Stern's warning on Chinese luxury watch market proves timely
Luxury watchmaker who said mainland market would slow down proved right as Swiss exports tumble and rival firms report declines in sales

The chairman of Patek Philippe, Thierry Stern, had advice for Swiss watchmakers several years ago that most rivals did not heed: do not overinvest in China. Amid the recent slowdown on the mainland, Stern's call has proved prescient.
Stern said everyone laughed at him when he decided to limit sales in the mainland to 130 pieces a year as brands including Omega and Cartier opened shops across China.

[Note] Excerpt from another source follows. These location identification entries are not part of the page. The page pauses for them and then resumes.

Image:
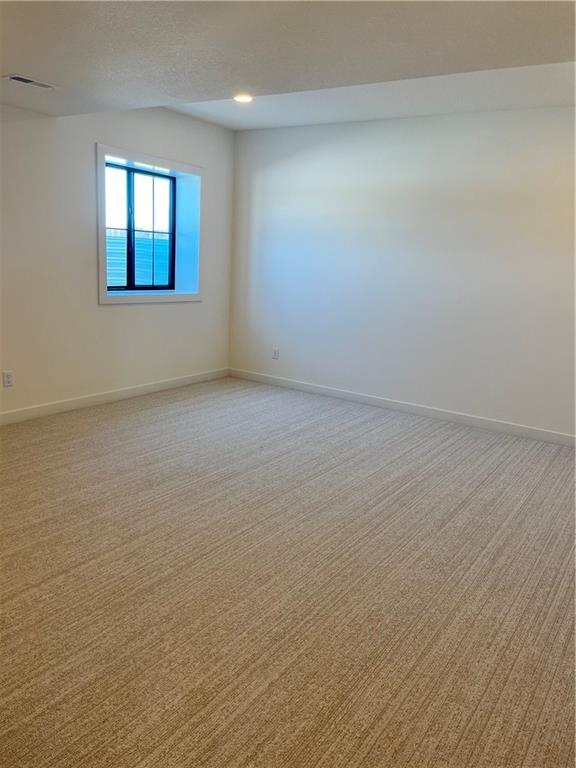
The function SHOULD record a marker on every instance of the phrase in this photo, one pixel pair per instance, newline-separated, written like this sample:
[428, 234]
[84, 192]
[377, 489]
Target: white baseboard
[47, 409]
[422, 410]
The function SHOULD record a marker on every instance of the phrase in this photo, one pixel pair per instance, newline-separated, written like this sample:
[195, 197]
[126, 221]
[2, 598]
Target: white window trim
[139, 297]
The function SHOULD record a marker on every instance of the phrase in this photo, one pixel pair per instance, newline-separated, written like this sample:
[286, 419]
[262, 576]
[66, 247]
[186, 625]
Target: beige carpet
[233, 575]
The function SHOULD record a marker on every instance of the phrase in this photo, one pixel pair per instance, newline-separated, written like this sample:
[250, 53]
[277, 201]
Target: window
[140, 230]
[149, 229]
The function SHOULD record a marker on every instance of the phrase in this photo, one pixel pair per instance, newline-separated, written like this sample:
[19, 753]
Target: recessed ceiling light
[24, 80]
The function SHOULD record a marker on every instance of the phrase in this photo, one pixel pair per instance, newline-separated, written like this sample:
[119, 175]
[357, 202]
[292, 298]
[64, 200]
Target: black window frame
[131, 230]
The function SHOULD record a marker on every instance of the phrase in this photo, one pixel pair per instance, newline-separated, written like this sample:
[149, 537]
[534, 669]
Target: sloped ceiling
[120, 55]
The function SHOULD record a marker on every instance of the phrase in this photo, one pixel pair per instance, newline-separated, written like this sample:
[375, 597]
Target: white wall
[57, 339]
[427, 260]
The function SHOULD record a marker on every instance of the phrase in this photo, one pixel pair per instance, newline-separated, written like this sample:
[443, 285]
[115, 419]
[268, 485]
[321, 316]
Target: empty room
[287, 384]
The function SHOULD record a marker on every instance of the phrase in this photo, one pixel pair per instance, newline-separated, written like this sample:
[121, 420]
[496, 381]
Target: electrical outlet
[7, 378]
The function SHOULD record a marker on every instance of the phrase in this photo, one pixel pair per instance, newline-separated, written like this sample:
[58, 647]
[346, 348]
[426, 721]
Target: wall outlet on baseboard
[7, 378]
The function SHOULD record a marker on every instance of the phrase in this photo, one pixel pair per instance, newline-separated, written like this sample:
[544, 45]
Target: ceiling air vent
[27, 81]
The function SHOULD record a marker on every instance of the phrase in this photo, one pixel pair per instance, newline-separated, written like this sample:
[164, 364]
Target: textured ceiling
[110, 55]
[541, 85]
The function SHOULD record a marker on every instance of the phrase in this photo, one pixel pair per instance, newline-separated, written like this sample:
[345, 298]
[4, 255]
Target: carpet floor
[233, 575]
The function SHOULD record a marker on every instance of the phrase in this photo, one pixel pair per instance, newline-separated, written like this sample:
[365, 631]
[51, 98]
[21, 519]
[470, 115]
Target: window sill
[147, 297]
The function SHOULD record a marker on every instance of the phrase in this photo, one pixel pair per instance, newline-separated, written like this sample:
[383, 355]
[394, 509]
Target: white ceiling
[512, 88]
[121, 55]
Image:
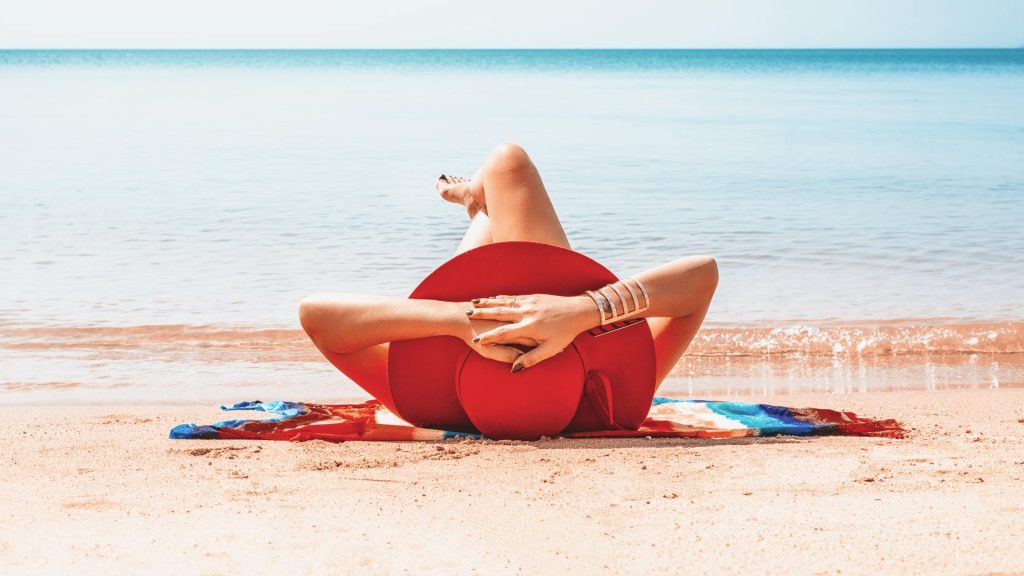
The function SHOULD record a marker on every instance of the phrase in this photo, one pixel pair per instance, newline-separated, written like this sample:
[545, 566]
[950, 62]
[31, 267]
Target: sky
[510, 24]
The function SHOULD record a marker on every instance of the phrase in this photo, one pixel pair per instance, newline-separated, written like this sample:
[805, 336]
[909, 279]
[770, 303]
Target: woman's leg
[517, 208]
[517, 205]
[508, 172]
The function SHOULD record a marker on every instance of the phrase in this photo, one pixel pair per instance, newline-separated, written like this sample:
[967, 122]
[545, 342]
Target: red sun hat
[603, 380]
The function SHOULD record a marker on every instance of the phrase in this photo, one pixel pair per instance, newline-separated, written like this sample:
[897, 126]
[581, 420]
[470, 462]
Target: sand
[100, 490]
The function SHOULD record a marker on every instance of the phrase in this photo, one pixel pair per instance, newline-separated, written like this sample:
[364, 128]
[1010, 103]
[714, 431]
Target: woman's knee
[510, 156]
[311, 312]
[709, 269]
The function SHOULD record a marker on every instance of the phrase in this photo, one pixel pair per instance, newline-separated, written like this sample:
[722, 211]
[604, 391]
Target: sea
[162, 212]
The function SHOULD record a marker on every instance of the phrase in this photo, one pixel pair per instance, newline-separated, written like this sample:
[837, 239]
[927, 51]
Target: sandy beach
[101, 490]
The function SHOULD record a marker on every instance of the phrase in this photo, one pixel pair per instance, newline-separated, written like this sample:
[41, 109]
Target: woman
[506, 201]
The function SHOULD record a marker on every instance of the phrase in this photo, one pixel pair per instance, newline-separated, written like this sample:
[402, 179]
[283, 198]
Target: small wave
[861, 340]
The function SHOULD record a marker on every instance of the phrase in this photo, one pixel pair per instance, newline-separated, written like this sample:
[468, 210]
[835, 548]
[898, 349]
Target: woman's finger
[500, 353]
[547, 350]
[497, 313]
[501, 300]
[503, 334]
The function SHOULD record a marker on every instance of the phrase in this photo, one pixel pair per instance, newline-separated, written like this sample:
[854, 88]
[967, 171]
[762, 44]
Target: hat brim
[422, 372]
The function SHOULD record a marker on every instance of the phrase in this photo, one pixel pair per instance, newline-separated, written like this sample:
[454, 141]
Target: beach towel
[668, 418]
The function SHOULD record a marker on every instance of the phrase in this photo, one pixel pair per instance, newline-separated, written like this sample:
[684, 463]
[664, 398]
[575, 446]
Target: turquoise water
[221, 187]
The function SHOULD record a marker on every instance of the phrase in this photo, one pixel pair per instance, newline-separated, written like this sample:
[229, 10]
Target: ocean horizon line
[534, 49]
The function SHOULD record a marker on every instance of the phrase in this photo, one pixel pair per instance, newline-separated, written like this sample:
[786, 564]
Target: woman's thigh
[368, 368]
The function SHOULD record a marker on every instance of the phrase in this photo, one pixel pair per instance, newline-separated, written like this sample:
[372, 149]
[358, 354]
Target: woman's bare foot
[457, 191]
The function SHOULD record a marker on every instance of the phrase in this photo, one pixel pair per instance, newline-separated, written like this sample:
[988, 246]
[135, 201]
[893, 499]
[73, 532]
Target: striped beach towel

Patek is now selling about 3 per cent of the 53,000 watches it makes annually to mainland shops , reserving the bulk of its production for traditional US and European markets and making mainland customers who want its watches travel to buy them.
Stern warned two years ago that market would slow down. "I said, I'm not willing to jeopardise the relationships that we have in the world with all the retailers and just to tell them, thank you for your help, but after a hundred years, now I go to China," Stern said in an interview at the Baselworld trade fair. "So I decided, and it was courageous at the time, to say, well, China is the last one, so they will have what is left."
The 14 per cent decline in Swiss watch exports to the mainland and Hong Kong has led some rivals to report declines in overall sales and has led others like Omega to expand outside of the market.
This month, Hermes International reported a decline in watch sales because of a fall in the Chinese market, while LVMH Moet Hennessy Louis Vuitton, the world's largest maker of luxury goods, said Chinese retailers have been purchasing fewer watches than expected.
Greater China imported more than a quarter of Swiss watches last year, according to trade group statistics. "Maybe they were too optimistic," Stern said, referring to the competition.
Swiss watchmakers are bracing for a slowdown this year as Kepler Capital Markets forecasts exports may increase 5 per cent, which would be the worst performance since the 22 per cent decline in 2009. The mainland market has been shrinking as the administration cracks down on extravagant spending by government officials.